When we hear the expression “everything old is new again” we might think of vintage cars, jazz clubs, Betty White, or bell-bottom jeans. This week, it’s the only way to describe our bond market and political climate.
On several occasions during the past year, it seemed that the municipal market had effectively de-coupled from the Treasury market, moving up and down on its own technicals and fundamentals and exhibiting unheard-of ratios that rendered it cheap by more than 30%. But recently, ratios have returned to their historical norms and tax-exempts seem to be moving more in tandem with their Treasury counterparts. Due in part to the Greek parliament’s approval of key austerity measures and better than expected economic indices, both the Treasury market and the municipal market softened for the first four days of last week’s trading session before recovering somewhat on Friday. Neither market, however, traded outside a 5 basis point range.
On Monday, the Obama Administration unveiled its 2013 budget proposals, which included limiting the municipal tax exemption to 28% for higher income investors and re-authorizing a taxable Build America Bonds program. Both of these proposals were floated last year and effectively rejected by the Congress. But by making them new again, the President has stirred up some familiar worries as well as hopes on the part of local governments and investors in top tax brackets. Lobbyists who have been hibernating since the Jobs Bill was rolled out last September are being engaged, and the municipal market is on alert again. We do not see either tax reform or major subsidy programs on the Washington agenda during a presidential election year but will not be surprised by anything that appears on the table next January.

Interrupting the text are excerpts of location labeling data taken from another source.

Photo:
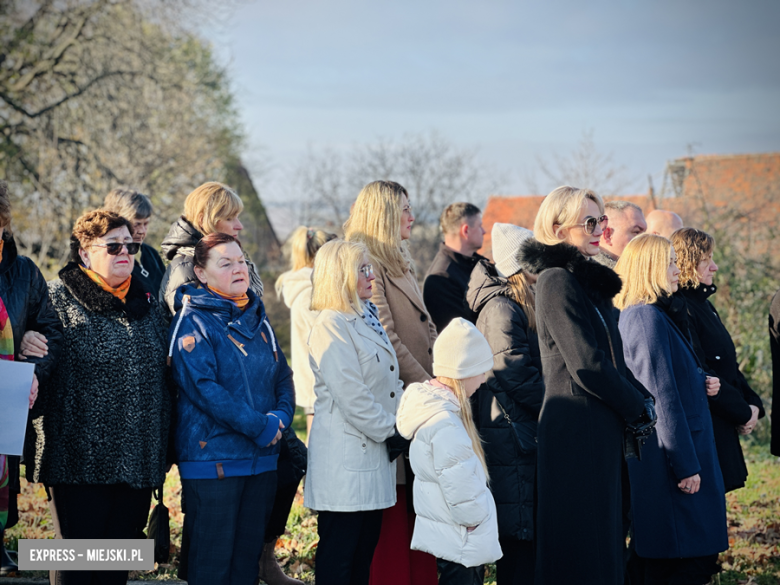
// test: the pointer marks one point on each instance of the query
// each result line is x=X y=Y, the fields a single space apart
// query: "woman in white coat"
x=351 y=478
x=294 y=286
x=456 y=514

For the week ending February 8, inflows to municipal bond funds remained positive for the tenth straight week at $2.5 billion, bringing the year-to-date total to just over $9 billion. After $6.5 billion of outflows, tax-exempt money market funds took in $1.65 billion during the week ended February 6th. Even though the absolute yield on tax-exempts has not been at its most attractive, inflows and coupon reinvestments since last December have totaled approximately $100 billion. For borrowers, there is simply no better time to raise cash. Yet, this week’s calendar is just under $5 billion, with $1.25 billion for the Baa2/BBB-/BBB rated Puerto Rico Aqueduct and Sewer Authority, $830 million for the New York State Dormitory Authority, and $385 million for the State of Tennessee. In the high yield sector, we await details on a proposed $13 million BB+ Utah charter school financing but otherwise see very little scheduled for negotiated sale.